Contrastant avec le petit nombre de films de long métrage réalisés (3 en 1947,6 en 1951,11 en 1955), la vigueur de la production du film d'animation peut paraître surprenante. Aussi, pendant de longues années, le cinéma yougoslave ne sera-t-il connu à l'étranger qu'à travers les innombrables dessins animés issus du studio spécialisé Duga Film, fondé à Zagreb en 1956. La place prépondérante que prend cette cinématographie dans le monde est dans une large mesure due au travail de Dušan Vukotić*. En 1951, avec son Comment naquit Kico (Kako se rodio Kićo), il se signale par sa conception surréaliste du dessin d'animation. S'écartant du traditionnel « style Disney », reproduisant les gestes naturels, il s'oppose à cette époque au travail des frères Robert et Walter Neugebauer et insuffle à l'art de l'animation une liberté de création qui vaudra son renom au dessin animé yougoslave. Le groupe de Vukotić, noyau de ce qu'on appelle l'école de Zagreb*, qui comprend encore notamment Vatroslav Mimica*, Nedeljko Dragić, Vladimir Jutriša et Vlado Kristl*, rechercha une expression nouvelle sans s'assujettir à aucune règle esthétique précise, rejetant l'anthropomorphisme et l'imitation du « geste » humain ou animal. Le film documentaire évolue également. Tourné de plus en plus fréquemment en couleurs, il cesse de s'intéresser uniquement aux problèmes de la guerre et de ses conséquences pour évoquer des questions sociales, politiques ou culturelles : effets d'un tremblement de terre dans la Ville morte (Mrtvi grad, Velja Stojanović, 1952) ; portrait d'une ville dans Un jour à Rijeka (Jedan dan na Rijeci, Ante Babaja, 1955) ; drames et paysages des provinces perdues dans Eaux noires (Crne vode, F. Vodopirec, id.) ; drame de société dans Dans l'ombre de la magie (U senci magije, Krsto Škanata, id.), ou évocation de l'œuvre du peintre Sara Sumanovic dans les Routes (Aleksandar Petrović, 1959).

L'essor du cinéma yougoslave dans les années 60 et 70.

L'aube des années 60 voit s'accroître la production de longs métrages et se caractérise par l'émergence ou la confirmation d'une première vague de réalisateurs, qui parviennent à dépasser l'audience nationale : France Štiglić*, avec la Vallée de la paix (Dolina mira, 1956), propose un poème lyrique sur l'expérience de deux enfants durant la guerre ; Vladimir Pogačić*, avec Grands et Petits (Veliki i mali, id.), traite du thème de la révolution sur un fond de drame psychologique, avant d'évoquer, avec Samedi soir (Sabotom uveče, 1957), la vie citadine dans les années 50 puis, avec Seul (Sam, 1959), un sujet très antonionien ; Veljko Bulajić*, avec le Train sans horaire (Vlak bez voznog reda, 1959), le film le plus important de la période, dresse le portrait d'immigrants à la recherche d'une vie nouvelle ; Žika Mitrović, avec Miss Stone (Mis Stoun, 1958), réalise le premier long métrage national en couleurs et en CinémaScope ; Branko Bauer, après Ne te retourne pas, mon fils (Ne okreći se sine, 1951), tente, avec Nous sommes des hommes (Samo Ljudi, 1957), une incursion dans le monde de l'inconscient et de la maladie. Avec Le vent s'est arrêté à l'aube (Vetar je stao pred zoru), le vétéran Radoš Novaković signe, en 1959, le centième long métrage yougoslave. En cette fin de décennie, la production vient de franchir un pas important en traitant de fa¸con de plus en plus fréquente les problèmes de la vie moderne.

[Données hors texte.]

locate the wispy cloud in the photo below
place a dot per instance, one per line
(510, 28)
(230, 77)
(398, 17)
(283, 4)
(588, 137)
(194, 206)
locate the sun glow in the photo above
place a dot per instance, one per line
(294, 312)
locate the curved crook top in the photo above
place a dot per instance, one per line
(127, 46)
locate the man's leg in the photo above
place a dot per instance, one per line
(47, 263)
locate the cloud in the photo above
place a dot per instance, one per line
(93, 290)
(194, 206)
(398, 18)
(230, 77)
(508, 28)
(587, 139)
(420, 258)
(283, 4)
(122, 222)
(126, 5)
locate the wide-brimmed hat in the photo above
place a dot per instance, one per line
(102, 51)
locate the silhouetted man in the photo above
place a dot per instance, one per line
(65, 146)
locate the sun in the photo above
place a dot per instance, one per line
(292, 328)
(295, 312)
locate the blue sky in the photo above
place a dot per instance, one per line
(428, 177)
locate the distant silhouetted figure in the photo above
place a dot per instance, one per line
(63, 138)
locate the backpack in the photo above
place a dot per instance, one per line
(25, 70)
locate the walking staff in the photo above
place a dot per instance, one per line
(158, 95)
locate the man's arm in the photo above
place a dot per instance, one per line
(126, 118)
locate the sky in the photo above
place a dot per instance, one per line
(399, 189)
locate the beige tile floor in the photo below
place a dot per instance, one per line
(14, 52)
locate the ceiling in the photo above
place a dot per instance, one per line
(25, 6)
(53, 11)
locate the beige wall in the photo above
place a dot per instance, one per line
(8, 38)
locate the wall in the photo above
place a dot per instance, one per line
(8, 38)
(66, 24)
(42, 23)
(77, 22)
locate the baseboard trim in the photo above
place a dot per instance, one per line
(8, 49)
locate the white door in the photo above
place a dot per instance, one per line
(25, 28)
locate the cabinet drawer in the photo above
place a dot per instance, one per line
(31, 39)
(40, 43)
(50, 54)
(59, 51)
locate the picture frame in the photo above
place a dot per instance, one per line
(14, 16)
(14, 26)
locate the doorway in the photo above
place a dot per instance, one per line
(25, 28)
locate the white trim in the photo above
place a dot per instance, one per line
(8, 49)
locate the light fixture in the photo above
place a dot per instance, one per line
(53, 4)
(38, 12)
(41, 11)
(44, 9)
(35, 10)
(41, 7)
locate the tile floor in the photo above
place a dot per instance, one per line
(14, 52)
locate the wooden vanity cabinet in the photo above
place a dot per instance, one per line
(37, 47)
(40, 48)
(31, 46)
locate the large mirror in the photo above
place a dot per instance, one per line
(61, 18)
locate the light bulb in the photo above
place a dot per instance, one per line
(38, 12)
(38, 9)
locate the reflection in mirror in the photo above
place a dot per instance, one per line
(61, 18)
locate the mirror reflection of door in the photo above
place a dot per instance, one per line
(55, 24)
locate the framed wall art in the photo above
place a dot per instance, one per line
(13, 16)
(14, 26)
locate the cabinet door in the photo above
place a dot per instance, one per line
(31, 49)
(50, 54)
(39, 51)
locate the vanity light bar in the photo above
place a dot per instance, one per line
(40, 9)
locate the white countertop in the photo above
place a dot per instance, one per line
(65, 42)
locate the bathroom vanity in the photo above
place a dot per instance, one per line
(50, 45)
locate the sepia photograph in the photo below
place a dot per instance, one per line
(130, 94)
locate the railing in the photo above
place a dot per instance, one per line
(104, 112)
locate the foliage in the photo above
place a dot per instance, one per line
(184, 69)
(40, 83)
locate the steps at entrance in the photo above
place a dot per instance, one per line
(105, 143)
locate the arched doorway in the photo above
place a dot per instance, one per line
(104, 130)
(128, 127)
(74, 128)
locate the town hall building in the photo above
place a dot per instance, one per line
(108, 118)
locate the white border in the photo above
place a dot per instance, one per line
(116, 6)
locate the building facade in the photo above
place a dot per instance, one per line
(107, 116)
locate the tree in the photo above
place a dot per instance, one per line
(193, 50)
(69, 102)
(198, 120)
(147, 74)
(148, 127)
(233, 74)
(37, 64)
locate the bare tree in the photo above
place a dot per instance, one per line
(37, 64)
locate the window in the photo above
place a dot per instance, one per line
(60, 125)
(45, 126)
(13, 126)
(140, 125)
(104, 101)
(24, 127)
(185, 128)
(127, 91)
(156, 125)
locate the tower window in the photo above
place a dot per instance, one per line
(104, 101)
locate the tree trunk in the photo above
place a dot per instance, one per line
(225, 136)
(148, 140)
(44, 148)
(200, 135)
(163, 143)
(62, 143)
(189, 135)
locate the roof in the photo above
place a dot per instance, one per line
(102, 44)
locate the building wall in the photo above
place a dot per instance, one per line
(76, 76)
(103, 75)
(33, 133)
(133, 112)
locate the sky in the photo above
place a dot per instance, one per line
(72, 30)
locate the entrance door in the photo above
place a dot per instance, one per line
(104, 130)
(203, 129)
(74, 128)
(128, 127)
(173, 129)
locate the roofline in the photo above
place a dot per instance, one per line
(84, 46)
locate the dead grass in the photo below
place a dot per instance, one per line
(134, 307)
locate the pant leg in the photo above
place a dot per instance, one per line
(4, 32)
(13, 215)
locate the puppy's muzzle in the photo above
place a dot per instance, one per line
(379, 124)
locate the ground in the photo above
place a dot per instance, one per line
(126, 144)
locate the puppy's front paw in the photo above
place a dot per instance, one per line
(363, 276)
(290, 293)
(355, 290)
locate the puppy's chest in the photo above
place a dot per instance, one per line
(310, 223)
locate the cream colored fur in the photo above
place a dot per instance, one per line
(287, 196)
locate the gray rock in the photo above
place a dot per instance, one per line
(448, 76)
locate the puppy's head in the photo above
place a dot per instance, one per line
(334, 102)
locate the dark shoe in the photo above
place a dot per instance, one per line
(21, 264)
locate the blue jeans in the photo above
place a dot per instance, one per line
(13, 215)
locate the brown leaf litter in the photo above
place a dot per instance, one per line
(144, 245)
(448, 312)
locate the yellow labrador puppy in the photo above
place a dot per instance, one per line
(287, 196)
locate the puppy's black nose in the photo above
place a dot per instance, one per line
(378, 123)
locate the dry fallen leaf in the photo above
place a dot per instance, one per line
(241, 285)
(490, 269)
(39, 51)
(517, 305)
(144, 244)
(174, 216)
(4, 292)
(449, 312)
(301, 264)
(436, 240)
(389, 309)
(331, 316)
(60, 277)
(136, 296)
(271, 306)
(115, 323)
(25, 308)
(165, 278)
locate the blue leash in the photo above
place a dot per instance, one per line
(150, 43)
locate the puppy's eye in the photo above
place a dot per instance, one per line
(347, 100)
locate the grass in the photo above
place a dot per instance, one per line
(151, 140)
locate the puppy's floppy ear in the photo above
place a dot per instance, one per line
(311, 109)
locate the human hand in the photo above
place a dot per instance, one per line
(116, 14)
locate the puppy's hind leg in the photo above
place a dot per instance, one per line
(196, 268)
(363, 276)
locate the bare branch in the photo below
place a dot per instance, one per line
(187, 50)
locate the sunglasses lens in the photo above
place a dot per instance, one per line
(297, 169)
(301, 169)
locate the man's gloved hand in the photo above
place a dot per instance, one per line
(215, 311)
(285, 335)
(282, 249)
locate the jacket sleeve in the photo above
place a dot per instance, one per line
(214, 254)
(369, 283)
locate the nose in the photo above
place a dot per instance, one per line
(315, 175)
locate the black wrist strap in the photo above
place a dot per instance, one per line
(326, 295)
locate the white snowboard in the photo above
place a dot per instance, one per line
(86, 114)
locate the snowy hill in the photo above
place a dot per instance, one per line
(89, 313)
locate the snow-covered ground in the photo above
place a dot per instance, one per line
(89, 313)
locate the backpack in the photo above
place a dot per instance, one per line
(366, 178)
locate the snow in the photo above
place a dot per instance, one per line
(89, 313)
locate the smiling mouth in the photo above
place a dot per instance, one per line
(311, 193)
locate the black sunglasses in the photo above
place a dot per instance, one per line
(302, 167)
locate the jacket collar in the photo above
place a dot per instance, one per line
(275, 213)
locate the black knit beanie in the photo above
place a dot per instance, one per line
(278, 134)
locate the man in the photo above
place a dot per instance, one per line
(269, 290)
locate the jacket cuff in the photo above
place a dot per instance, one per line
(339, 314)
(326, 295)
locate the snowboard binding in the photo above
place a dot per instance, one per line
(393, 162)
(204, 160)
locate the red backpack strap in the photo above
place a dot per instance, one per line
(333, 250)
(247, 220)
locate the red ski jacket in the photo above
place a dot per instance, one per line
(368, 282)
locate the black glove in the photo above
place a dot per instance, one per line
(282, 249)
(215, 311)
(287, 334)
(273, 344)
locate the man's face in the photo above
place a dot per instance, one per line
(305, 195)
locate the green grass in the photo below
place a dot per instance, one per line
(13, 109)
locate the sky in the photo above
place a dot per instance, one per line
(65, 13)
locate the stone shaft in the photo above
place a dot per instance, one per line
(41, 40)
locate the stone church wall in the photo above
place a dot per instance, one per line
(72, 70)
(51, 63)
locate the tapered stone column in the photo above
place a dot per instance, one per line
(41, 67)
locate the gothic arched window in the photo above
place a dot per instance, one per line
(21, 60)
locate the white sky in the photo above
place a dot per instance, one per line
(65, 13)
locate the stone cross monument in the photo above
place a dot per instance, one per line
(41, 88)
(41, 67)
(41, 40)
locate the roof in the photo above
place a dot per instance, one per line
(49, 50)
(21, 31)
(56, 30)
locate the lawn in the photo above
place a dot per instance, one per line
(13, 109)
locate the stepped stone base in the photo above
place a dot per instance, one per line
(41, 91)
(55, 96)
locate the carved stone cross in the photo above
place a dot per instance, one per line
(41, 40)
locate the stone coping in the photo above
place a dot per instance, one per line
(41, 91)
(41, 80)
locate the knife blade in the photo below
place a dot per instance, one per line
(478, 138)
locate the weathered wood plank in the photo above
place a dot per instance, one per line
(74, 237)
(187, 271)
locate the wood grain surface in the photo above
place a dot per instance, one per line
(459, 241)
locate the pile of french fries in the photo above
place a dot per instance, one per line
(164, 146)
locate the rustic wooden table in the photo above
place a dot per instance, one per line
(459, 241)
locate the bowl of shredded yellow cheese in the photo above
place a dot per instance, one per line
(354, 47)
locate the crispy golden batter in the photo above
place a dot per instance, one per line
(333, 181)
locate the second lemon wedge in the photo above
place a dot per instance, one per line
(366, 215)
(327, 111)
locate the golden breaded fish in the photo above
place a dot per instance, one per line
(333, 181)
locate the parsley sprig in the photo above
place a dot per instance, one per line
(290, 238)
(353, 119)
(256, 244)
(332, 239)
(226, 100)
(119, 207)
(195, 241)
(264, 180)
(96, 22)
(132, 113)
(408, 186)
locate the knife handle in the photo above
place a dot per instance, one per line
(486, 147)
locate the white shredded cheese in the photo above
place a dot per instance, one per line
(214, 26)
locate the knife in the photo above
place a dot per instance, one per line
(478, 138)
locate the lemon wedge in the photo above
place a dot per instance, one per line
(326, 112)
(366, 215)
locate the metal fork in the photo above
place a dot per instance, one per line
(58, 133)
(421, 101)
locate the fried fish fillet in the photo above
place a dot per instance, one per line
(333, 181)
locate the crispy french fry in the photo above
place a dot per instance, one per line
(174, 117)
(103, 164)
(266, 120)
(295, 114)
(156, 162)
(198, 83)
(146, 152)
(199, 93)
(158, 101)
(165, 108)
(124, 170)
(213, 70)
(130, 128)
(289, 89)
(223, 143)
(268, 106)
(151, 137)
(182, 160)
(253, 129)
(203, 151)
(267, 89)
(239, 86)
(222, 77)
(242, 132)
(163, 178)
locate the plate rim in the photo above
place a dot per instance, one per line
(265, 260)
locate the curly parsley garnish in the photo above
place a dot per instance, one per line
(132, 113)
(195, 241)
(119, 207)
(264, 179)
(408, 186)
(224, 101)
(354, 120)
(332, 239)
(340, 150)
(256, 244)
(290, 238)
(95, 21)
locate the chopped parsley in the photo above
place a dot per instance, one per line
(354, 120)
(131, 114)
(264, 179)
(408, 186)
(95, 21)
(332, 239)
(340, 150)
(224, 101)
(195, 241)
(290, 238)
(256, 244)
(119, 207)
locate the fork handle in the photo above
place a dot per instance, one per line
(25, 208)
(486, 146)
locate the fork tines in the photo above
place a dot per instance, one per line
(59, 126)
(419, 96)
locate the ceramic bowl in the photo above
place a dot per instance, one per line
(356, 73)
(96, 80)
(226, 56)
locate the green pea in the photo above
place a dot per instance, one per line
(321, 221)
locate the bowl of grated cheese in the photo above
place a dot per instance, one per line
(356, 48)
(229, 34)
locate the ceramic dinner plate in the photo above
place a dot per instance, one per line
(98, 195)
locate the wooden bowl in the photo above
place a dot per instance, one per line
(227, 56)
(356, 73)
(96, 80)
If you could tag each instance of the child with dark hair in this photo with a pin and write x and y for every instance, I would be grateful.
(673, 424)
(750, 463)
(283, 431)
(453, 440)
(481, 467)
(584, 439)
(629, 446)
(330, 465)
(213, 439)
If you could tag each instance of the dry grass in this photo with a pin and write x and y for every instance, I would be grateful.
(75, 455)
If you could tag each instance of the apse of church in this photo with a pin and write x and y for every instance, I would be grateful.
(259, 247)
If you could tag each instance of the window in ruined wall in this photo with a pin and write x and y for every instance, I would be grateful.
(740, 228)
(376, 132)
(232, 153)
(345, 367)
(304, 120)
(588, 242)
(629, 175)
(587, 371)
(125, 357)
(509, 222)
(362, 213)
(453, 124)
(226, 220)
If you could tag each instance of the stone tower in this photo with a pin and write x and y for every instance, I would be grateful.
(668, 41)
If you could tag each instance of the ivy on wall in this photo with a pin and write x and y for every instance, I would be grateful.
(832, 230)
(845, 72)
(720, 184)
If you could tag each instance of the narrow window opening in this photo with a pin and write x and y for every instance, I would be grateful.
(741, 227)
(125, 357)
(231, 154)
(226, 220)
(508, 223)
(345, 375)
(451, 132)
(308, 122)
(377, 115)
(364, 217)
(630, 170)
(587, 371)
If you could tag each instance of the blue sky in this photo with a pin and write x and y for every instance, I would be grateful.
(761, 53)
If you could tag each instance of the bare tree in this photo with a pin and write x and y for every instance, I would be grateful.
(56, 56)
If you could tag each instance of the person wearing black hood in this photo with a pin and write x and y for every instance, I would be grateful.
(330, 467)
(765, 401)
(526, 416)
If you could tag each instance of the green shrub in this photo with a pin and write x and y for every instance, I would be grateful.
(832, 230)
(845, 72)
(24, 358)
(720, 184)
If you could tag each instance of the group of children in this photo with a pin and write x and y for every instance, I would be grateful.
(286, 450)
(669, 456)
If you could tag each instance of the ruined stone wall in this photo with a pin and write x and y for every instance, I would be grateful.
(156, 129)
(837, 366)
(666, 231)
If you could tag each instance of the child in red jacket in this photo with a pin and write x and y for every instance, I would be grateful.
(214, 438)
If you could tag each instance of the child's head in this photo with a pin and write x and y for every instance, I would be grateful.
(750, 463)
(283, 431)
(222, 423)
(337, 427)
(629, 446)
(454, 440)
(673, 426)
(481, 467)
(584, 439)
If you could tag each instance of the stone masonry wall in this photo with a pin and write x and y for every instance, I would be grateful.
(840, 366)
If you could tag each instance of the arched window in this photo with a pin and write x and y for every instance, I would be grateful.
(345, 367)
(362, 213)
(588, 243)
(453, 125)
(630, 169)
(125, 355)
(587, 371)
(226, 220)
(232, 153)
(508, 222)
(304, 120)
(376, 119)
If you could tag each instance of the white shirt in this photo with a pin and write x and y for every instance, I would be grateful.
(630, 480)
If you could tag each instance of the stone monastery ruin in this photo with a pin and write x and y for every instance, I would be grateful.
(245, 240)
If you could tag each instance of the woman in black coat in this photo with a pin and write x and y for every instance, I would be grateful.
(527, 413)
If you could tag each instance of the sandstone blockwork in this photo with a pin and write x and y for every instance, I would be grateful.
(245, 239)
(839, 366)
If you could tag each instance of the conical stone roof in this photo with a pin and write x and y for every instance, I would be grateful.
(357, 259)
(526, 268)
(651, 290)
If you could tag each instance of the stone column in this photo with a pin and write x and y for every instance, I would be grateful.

Ce courant va aller en se généralisant à partir de 1960, avec une notable évolution thématique qui autorise davantage une diffusion sur le marché extérieur. En 1960, Štiglić réalise le Neuvième Cercle (Deveti krug), histoire de jeunes gens pris dans la tourmente de la guerre, œuvre qui sera l'une des cinq « nominées » pour l'Oscar du meilleur film étranger. La production va, dès lors, se situer autour d'une quinzaine de films de long métrage au début des années 60, pour se stabiliser dans les années 80 à une trentaine par an.